Brown, Paul. The Rocketbelt Caper. Newcastle upon Tyne: Tonto Press, 2007. ISBN 0-95521-837-3.
Few things are as iconic of the 21st century imagined by visionaries and science fictioneers of the 20th as the personal rocketbelt: just strap one on and take to the air, without complications such as wings, propellers, pilots, fuselage, or landing gear. Flying belts were a fixture of Buck Rogers comic strips and movie serials, and in 1965 Isaac Asimov predicted that by 1990 office workers would beat the traffic by commuting to work in their personal rocketbelts.

The possibilities of a personal flying machine did not escape the military, which imagined infantry soaring above the battlefield and outflanking antiquated tanks and troops on the ground. In the 1950s, engineers at the Bell Aircraft Corporation, builders of the X-1, the first plane to break the sound barrier, built prototypes of rocketbelts powered by monopropellant hydrogen peroxide, and eventually won a U.S. Army contract to demonstrate such a device. On April 20th, 1961, the first free flight occurred, and a public demonstration was performed the following June 8th. The rocketbelt was an immediate sensation. The Bell rocketbelt appeared in the James Bond film Thunderball, was showcased at the 1964 World's Fair in New York, at Disneyland, and at the first Super Bowl of American football in 1967. Although able to fly only twenty-odd seconds and reach an altitude of about 20 metres, here was Buck Rogers made real—certainly before long engineers would work out the remaining wrinkles and everybody would be taking to the skies.

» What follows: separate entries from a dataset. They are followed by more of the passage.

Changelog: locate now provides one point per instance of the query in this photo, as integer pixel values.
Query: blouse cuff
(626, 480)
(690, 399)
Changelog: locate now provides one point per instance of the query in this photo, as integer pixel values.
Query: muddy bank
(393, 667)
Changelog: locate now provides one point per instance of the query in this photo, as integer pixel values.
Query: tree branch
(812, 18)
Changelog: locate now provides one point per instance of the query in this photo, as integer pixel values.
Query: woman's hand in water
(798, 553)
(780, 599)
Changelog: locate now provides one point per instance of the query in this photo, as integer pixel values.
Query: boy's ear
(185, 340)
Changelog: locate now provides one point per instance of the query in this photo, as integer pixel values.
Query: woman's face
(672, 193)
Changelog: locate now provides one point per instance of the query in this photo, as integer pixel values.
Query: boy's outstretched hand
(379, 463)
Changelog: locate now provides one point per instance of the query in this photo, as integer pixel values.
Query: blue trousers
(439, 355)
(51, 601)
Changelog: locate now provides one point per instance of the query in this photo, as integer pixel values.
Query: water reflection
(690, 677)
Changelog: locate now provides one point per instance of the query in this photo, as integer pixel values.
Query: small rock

And then a funny thing happened—nothing. Wendell Moore, creator of the rocketbelt at Bell, died in 1969 at age 51, and with no follow-up interest from the U.S. Army, the project was cancelled and the Bell rocketbelt never flew again. Enter Nelson Tyler, engineer and aerial photographer, who on his own initiative built a copy of the Bell rocketbelt which, under his ownership and subsequent proprietors made numerous promotional appearances around the world, including the opening ceremony of the 1984 Olympics in Los Angeles, before a television audience estimated in excess of two billion.

All of this is prologue to the utterly bizarre story of the RB-2000 rocketbelt, launched by three partners in 1992, motivated both by their individual obsession with flying a rocketbelt and dreams of the fortune they'd make from public appearances: the owners of the Tyler rocketbelt were getting US$25,000 per flight at the time. Obsession is not a good thing to bring to a business venture, and things rapidly went from bad to worse to truly horrid. Even before the RB-2000's first and last public flight in June 1995 (which was a complete success), one of the partners had held a gun to another's head who, in return, assaulted the first with a hammer, inflicting serious wounds. In July of 1998, the third partner was brutally murdered in his home, and to this day no charges have been made in the case. Not long thereafter one of the two surviving partners sued the other and won a judgement in excess of US$10 million and custody of the RB-2000, which had disappeared immediately after its sole public flight. When no rocketbelt or money was forthcoming, the plaintiff kidnapped the defendant and imprisoned him in a wooden box for eight days, when fortuitous circumstances permitted the victim to escape. The kidnapper was quickly apprehended and subsequently sentenced to life plus ten years for the crime (the sentence was later reduced to eight years). The kidnappee later spent more than five months in jail for contempt of court for failing to produce the RB-2000 in a civil suit. To this day, the whereabouts of the RB-2000, if it still exists, are unknown.

Now, you don't need to be a rocket scientist to figure out that flitting through the sky with a contraption powered by highly volatile and corrosive propellant, with total flight time of 21 seconds, and no backup systems of any kind is a perilous undertaking. But who would have guessed that trying to do so would entail the kinds of consequences the RB-2000 venture inflicted upon its principals?

A final chapter covers recent events in rocketbelt land, including the first International Rocketbelt Convention in 2006. The reader is directed to Peter Gijsberts' www.rocketbelt.nl site for news and additional information on present-day rocketbelt projects, including commercial ventures attempting to bring rocketbelts to market. One of the most remarkable things about the curious history of rocketbelts is that, despite occasional claims and ambitious plans, in the more than 45 years which have elapsed since the first flight of the Bell rocketbelt, nobody has substantially improved upon its performance.

A U.S. Edition was published in 2005, but is now out of print.